Most conflicts, at home, work, or in communities, don’t begin with malice.

They begin with threatened values.

  • fairness feels violated

  • autonomy feels constrained

  • belonging feels at risk

  • respect feels missing

When we argue about the surface issues, we stay stuck.

When we inquire into the value underneath, something softens.

Consider a recent conflict and gently ask:

  • Which value felt threatened for me? (Was it fairness? Respect? Autonomy? Belonging?)
  • Which value might have felt threatened for them?
  • What would honour both, without one of us losing?

Conflict doesn’t disappear, but it becomes navigable.

Values aren’t obstacles. They’re signals.

And once we read the signal, we can work with the code.

 

5. Justice: What If We Asked a Different First Question?

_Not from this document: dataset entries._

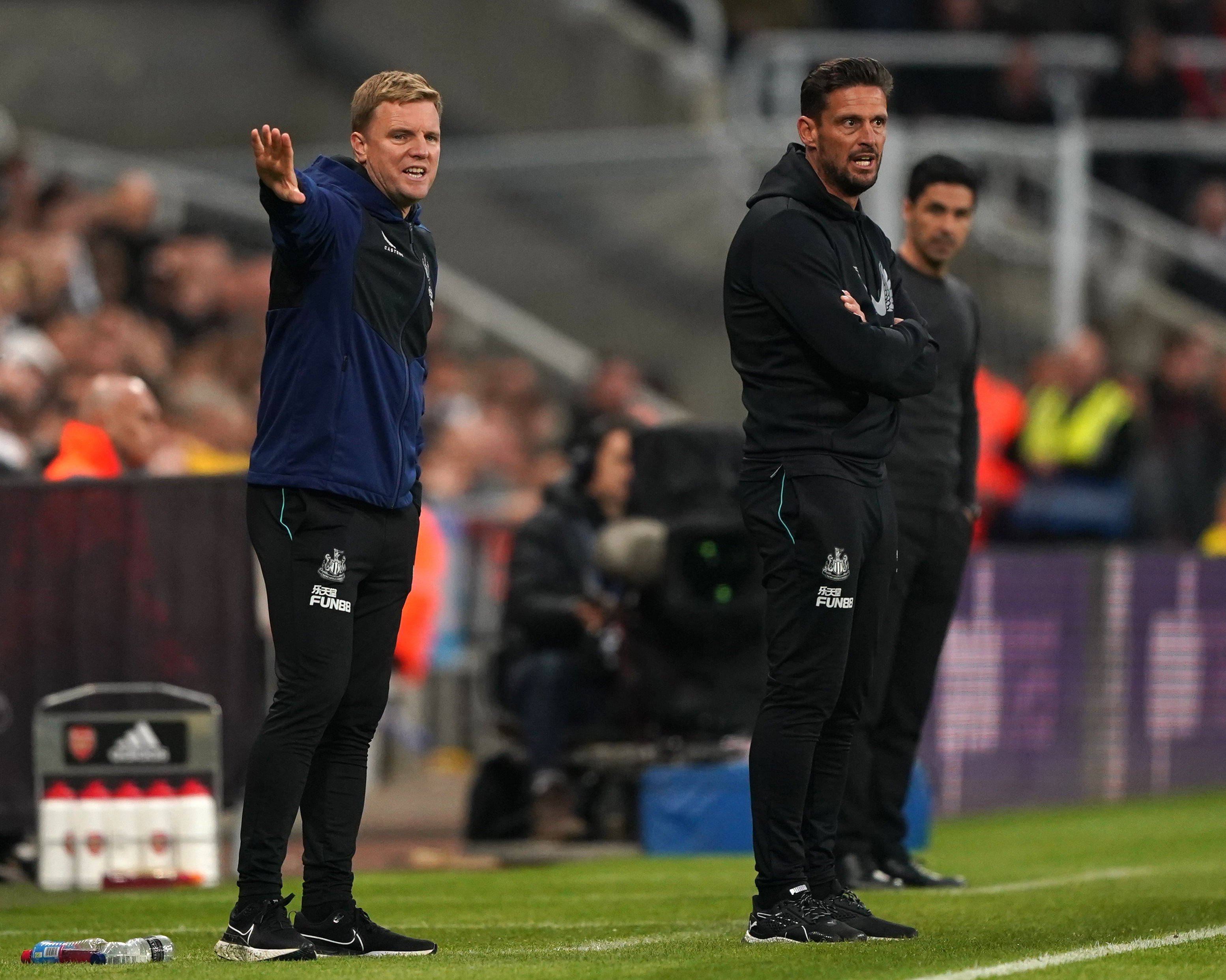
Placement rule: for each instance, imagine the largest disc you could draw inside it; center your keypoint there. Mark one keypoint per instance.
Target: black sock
(764, 901)
(825, 890)
(245, 901)
(319, 912)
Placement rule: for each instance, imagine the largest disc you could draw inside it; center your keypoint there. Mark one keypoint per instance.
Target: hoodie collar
(794, 177)
(348, 176)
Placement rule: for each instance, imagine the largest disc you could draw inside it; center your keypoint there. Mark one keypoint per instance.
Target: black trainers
(861, 874)
(915, 875)
(262, 931)
(799, 919)
(350, 933)
(848, 908)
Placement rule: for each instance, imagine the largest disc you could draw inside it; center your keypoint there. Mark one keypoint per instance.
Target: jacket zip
(404, 408)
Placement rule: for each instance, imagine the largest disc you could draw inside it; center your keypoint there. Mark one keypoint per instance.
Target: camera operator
(558, 621)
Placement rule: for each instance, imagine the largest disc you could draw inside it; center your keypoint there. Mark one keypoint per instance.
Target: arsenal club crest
(334, 566)
(82, 741)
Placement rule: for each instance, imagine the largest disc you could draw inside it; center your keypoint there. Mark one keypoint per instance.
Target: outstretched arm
(305, 217)
(275, 164)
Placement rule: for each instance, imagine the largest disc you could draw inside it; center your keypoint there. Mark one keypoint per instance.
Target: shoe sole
(380, 954)
(240, 954)
(751, 939)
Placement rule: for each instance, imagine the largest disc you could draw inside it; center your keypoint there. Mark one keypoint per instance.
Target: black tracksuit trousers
(932, 554)
(337, 573)
(828, 549)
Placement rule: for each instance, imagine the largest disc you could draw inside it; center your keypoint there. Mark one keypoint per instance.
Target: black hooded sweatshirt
(821, 387)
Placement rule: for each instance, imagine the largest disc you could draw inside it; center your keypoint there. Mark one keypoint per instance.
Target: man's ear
(807, 129)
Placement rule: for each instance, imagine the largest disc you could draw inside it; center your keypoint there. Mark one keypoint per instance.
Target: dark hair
(585, 444)
(941, 170)
(841, 73)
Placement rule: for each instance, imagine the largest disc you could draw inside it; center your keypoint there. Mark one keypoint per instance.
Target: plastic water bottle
(142, 950)
(91, 844)
(57, 838)
(48, 951)
(197, 833)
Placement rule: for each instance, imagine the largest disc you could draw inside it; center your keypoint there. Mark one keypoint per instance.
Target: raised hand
(852, 306)
(275, 164)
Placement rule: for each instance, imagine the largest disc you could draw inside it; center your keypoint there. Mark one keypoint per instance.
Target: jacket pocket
(346, 368)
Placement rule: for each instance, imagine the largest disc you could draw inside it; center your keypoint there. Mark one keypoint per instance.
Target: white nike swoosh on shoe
(247, 936)
(243, 954)
(356, 939)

If behaviour is the output of an operating system, then harm may sometimes point to damaged, outdated, or survival-based code.

I’m not certain what the “right” justice system looks like, and I’m wary of simple answers to complex harm.

But I do wonder:

  • What if justice asked what failed before asking who to punish?

  • What if accountability included repairing the inner OS, not just imposing consequences?

  • What if safety, regulation, and values literacy were part of preventing reoffending, not afterthoughts?

This isn’t about excusing harm. It’s about asking whether punishment alone ever updates the code that produced it.

There’s more to explore here, and I explore this more deeply in the forthcoming report - [Link will be here in January 2026]. For now, perhaps the question is enough:

Are we repairing systems, or reinforcing them?

 

6. A Reflection for This Week: Updating the OS Together

Before next week’s post, try sitting with this:

Where might your operating system be out of date?

  • Are you still living by a childhood rule that once kept you safe?

  • Are you defending a value you inherited but never chose?

  • Are you reacting to situations as a younger version of yourself would have?

And one more:

What operating system is your workplace, family, or community running?

And what small update might you quietly introduce?

Because when even one person updates their OS, the system around them feels it.

Human systems always change from the inside out.

So perhaps the invitation this week is simple:

What's one line of code you're ready to question, not to delete, but to understand?

For example:

  • 'I must always put others first.'
  • 'Asking for help is weak.'
  • 'If I'm not perfect, I'm not enough.'

 

What's yours?

A Personal Share: mine used to be, ‘I’m not good enough’. This code served me well; it was one of my primary drivers, but it’s served its purpose, and I’ve now moved on.